Congress is also providing $90 million for the Near Earth Object Surveyor, which the administration sought to cut back from $110 million to $40 million, and the report “notes concern” about NASA’s proposal to push back the mission’s target launch date from 2026 to 2028. The appropriation is providing $30 million to close out operations of the now-terminated SOFIA airborne telescope, a mission that Congress had protected against earlier cancellation threats.
National Oceanic and Atmospheric Administration
NOAA’s topline budget is increasing 6% to $6.2 billion. The agency’s Office of Oceanic and Atmospheric Research is outpacing the overall increase with a 17% boost to $761 million, spread across weather, climate, and oceans research. The office’s procurement budget is doubling to $100 million to support ongoing expansion of supercomputing capabilities and to launch a new project to develop a next-generation weather radar system.
NOAA is also receiving $828 million in the disaster supplement. About half the money will go to acquiring aircraft capable of flying into hurricanes, known as Hurricane Hunters. NOAA commonly receives special appropriations following major natural disasters, and the Infrastructure Investment and Jobs Act and the IRA are further providing the agency with more than $6 billion over the next five years.
U.S. Geological Survey
The USGS budget is increasing 7% to nearly $1.5 billion, about a third of the requested increase. The additional money is distributed across programs that research natural hazards preparedness, energy and mineral resources, ecosystems, and water resources.
USGS is also receiving the funding it requested for construction of a new minerals research facility at the Colorado School of Mines, which was partially funded by the Infrastructure Investment and Jobs Act. The infrastructure law is also supplementing the Earth MRI mineral resources mapping initiative with $64 million this fiscal year, while the IRA has just given a one-time $23.5 million boost to the agency’s 3D Elevation Program.

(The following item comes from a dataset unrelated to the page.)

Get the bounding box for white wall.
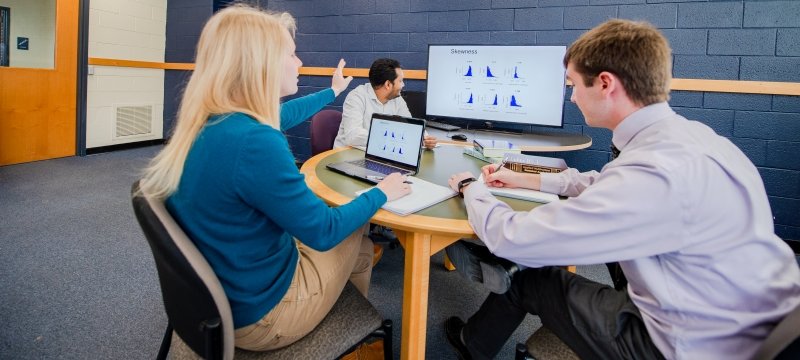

National Institutes of Health
NIH’s base budget is increasing 6% to $47.5 billion, excluding funding for the new Advanced Research Projects Agency for Health. ARPA–H is a signature initiative of President Biden, who requested $5 billion for it this year within NIH’s budget. However, Congress appropriated $1.5 billion to it, a 50% increase over its inaugural budget, through an account external to NIH.
The spending legislation resolves a longstanding dispute over ARPA–H’s relationship to NIH by placing it within the larger agency while requiring that the budget request for it be handled separately. The legislation also grants the secretary of health and human services authority to exempt ARPA–H from NIH policies and requires it to be headquartered away from the main NIH campus with offices in at least three geographic areas.
Critics have argued that making ARPA–H independent of NIH would help it develop a distinct culture of innovation and that housing it in NIH could sap resources from existing NIH programs. The Biden administration advocated for keeping the two agencies tied together, pointing particularly to NIH’s established administrative capacity as a resource ARPA–H can draw on as it finds its footing.